AB KONSEYİ BAŞKANLIĞI BELÇİKA’DA
AB Konseyi Başkanlığına oy birliğiyle eski Belçika Başbakanı Charles Michel aday gösterildi. Avrupa Parlamentosunda liberal siyasi grubu olan ‘Avrupa’yı Yenileyin’ hareketinin üyesi Charles Michel’in seçilmesinde Macron ön plana çıktı. BM’nin Göçmen Paktı konusuna karşı çıkan Michel, göçmen ve mülteci karşıtı olarak biliniyor.
AB MERKEZ BANKASI İLK DEFA KADIN
Uzun yıllardır IMF Başkanlığını yürüten ve IMF tarihinin en başarılı başkanlarından biri olduğu söylenen Christine Lagarde, yine Macron’un etkisiyle AB Merkez Bankası Başkanlığına aday gösterildi. Bugüne kadar Avrupa Merkez Bankası Başkanlığını yürüten Mario Draghi, 2011 yılında kurumun başına geçerek euro bölgesini kurtaran isim olma takdirini kazanmıştı. Lagarde, eğer seçilirse bu görevi sekiz yıl süreyle üstlenecek. Avrupa Parlamentosu ve Euro Bölgesi maliye bakanlarının yapacağı oylamada Lagarde’ın görevinin onaylanmasına kesin gözüyle bakılıyor.
AP BAŞKANLIĞI YENİDEN İTALYA’DA
İtalyan Antonio Tajani›nin yerine bir diğer İtalyan David Maria Sassoli Avrupa Parlamentosu için aday gösterildi. AP Başkanlığının tekrar bir İtalyan›a verilmesiyle atamalardaki coğrafi eşitsizlik net bir şekilde görünür hale geldi.

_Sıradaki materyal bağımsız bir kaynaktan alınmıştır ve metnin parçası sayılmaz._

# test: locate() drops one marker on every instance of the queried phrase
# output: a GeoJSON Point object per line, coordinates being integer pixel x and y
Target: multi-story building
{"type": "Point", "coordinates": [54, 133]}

MOGHERİNİ GÖREVİ BIRAKIYOR
Avrupa Birliği’nin en aktif görevlerinden olan AB Yüksek Temsilciliği’ni yürüten İtalyan Federica Mogherini, görevini İspanya Dışişleri Bakanı Josep Borrell’e bırakacak. Özellikle göçmen krizinde Türkiye ile yoğun temaslar gerçekleştiren Mogherini, göçmen krizini yürütmekte başarılı olamamıştı.
AB YENİ DÖNEMDE FRANSA ETKİSİNDE
Diplomasi kulislerinde yeni AB yönetiminin şekillenmesinde Fransa Cumhurbaşkanı Macron’un büyük etkisi olduğu konuşuluyor.
Brüksel zirvesinin ardından basın mensuplarına açıklamalarda bulunan Fransa Cumhurbaşkanı Emmanuel Macron, tüm başkanların Fransızca bildiğini belirterek, “Fransızca konuşan yeni bir ekibin oluşmasından mutluluk duyuyorum” dedi.
Fakat Macron için tek kazanım adayların Fransızca konuşması değil. AB’nin en önemli kurumlarından Avrupa Merkez Bankasına bir Fransızın atanması, AB Konseyi Başkanlığına da AP’deki liberal siyasi grubu olan Avrupa’yı Yenileyin üyesi Charles Michel’in aday gösterilmesi AB’deki aşırı sağ hareketleri şimdilik bastırmışa benziyor.
AB Komisyonu Başkanlığına bir Almanın getirilmesi Fransız Cumhurbaşkanı için bir kayıp gibi görülse de Ursula von der Leyen’in Macron’un önerisiyle gündeme gelmesi Macron’un AB üzerindeki etkisini gösteriyor.